For the time being, I'm making sure I have my hall pass on clear display at all times.

Saturday, March 15, 2008

Small world

I love technology, and the fact that it never seems to lose its ability to astonish me. Webcams, GPS, the internet: they're all great. However, this isn't all about shiny digital newness, as the combination of a whole bunch of two-tonne metal boxes and a 100-year-old canal have just demonstrated.

To explain: when I visited the UK in January this year, I arranged to have what remained of my worldly belongings transported to me here in California. This turned out to be a painful process, partly due to how complicated and expensive it was, but mainly because of how important those things are to me. It felt plain wrong to hand them over to someone else, and then entrust a whole chain of random strangers to ship them thousands of miles across land and ocean to my new home. But let I go I did. Sort of.

The first stage of their journey took several weeks. First I dropped off the boxes with Meadows International Removals in Edinburgh, whose premises (a back street lock-up) didn't exactly inspire confidence - nor did the owner's insistence that the things they sent turned up at their intended destination "most of the time". From there, I was told that my belongings would be taken by road first to London, and then to Southampton on England's south coast. Once there, my 17 little cardboard boxes would be packed into a small corner of a much larger metal shipping container, which would then be loaded onto a sea-going vessel headed for Los Angeles.

So, a few weeks later, I was duly sent a "bill of lading" from Southampton, presumably to reassure me that all was going well so far. Unfortunately it didn't inspire much confidence, particularly as both my surname and street address in San Francisco were mis-spelled, and the point of origin was listed as Edinburgh, Fife. However, it did tell me the name of the floaty boat that would be entrusted with not getting my things wet on their way to America: the dashing-sounding Antwerpen Express.

Now, being the person I am, I immediately Googled the ship's name to find out a little bit more about her (size, weight, age, propensity for losing containers, that sort of thing). This led me to discover, a website that tracks the locations of ships all over the world, including the Antwerpen Express (updates are only made every 6-12 hours, and all times are GMT.)
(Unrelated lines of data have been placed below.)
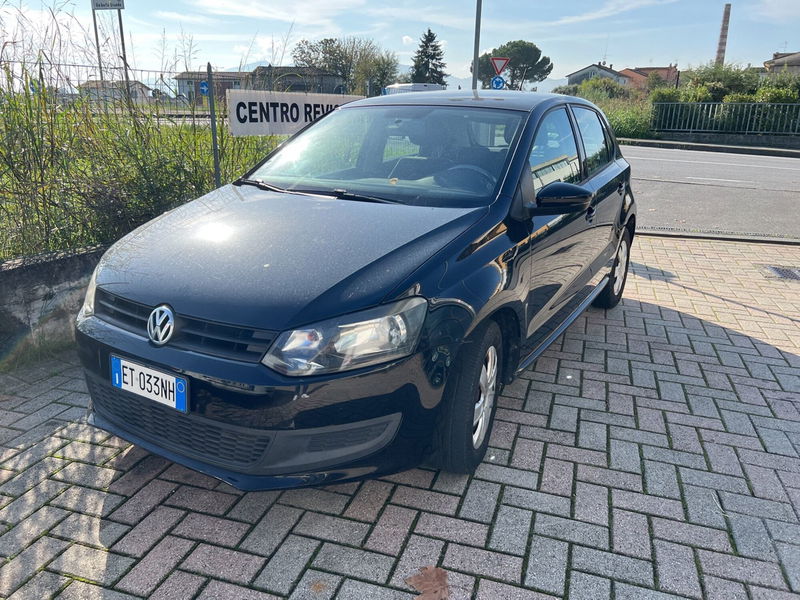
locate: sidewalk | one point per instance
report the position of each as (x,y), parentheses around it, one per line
(653,453)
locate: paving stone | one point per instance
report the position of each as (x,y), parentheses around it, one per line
(741,569)
(331,528)
(480,501)
(270,531)
(368,502)
(631,534)
(453,530)
(89,530)
(316,585)
(389,534)
(156,565)
(351,562)
(510,530)
(179,585)
(723,589)
(676,569)
(483,563)
(219,590)
(286,565)
(611,565)
(547,565)
(230,565)
(91,564)
(42,585)
(572,531)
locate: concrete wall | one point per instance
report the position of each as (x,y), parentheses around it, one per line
(735,139)
(39,298)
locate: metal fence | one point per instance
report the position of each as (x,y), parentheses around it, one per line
(724,117)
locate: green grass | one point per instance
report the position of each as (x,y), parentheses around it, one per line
(76,174)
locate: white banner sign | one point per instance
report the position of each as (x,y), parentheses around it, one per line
(256,112)
(108,4)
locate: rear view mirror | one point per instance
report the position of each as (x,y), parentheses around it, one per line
(559,197)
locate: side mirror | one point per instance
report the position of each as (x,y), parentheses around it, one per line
(559,197)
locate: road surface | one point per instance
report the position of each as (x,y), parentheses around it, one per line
(690,190)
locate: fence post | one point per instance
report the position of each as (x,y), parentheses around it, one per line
(214,145)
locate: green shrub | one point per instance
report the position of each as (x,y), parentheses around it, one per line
(665,95)
(739,98)
(776,95)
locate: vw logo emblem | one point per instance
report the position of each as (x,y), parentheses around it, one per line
(161,325)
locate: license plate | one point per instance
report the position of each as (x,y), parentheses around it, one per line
(149,383)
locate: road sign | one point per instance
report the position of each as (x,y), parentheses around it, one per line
(499,63)
(108,4)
So, for the past few weeks I've been following the steady progress of my brave boat as it crossed the Atlantic, made its way down the east coast of the US, and then traversed the Caribbean. Then, the day before yesterday, I noticed that it was nearing the Panama Canal, and I began to wonder if there was a website that offered more details on ships as they passed through. Which is how I discovered this page of webcams covering the main locks on the canal, and started to watch them obsessively in the hope of catching sight of my now-beloved ship.

You see, I really am very attached to the stuff I have on that boat (or, at least, the stuff I hope is on that boat). Before I left the UK almost a year ago, I had to get rid of the vast majority of my possessions (some of it via these very pages), so the things that are left are like a distillation of who I am. To someone else, they may just be a 92kg pile of crappy old records, CDs and books, but they mean much, much more to me. And it's those things which are hopefully still on the high seas, not in them.
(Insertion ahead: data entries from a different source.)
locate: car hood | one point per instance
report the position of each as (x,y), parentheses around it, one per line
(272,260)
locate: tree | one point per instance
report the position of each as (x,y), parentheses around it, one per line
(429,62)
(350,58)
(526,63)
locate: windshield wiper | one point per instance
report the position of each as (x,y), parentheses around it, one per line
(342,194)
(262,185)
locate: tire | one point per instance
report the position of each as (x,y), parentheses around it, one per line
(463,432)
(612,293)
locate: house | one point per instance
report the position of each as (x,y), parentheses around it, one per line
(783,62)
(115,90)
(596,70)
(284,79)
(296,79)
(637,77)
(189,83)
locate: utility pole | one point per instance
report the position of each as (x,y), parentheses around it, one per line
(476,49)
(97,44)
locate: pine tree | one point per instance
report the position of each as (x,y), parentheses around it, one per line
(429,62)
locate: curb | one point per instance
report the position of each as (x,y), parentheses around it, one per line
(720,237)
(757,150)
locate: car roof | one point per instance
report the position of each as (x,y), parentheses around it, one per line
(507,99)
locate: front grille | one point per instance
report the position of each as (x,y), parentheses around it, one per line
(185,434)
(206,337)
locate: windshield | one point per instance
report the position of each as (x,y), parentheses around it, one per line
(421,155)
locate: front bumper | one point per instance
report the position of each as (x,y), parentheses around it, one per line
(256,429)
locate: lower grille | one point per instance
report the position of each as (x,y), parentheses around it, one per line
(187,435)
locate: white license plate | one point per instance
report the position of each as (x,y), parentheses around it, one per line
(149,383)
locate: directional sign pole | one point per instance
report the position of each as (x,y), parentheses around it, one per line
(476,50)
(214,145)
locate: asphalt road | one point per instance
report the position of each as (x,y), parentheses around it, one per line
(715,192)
So, image the thrill I felt just after 3.30 this afternoon, when a Hapag Lloyd vessel hove into view on the Milaflores Lock camera. Now, I can't be entirely sure it was the Antwerpen Express, as the combination of low image resolution, a slightly dirty camera lens and the curve of the ship's bow all prevented me from getting a good look at the name. But, the only other Hapag Lloyd ship in the area is already on the other, Pacific side of the canal, so I'm pretty sure it was my baby.

And, suddenly, the world seems a little smaller, technology seems a little cooler, and the idea that my precious cargo might actually get to me safely seems a little less remote.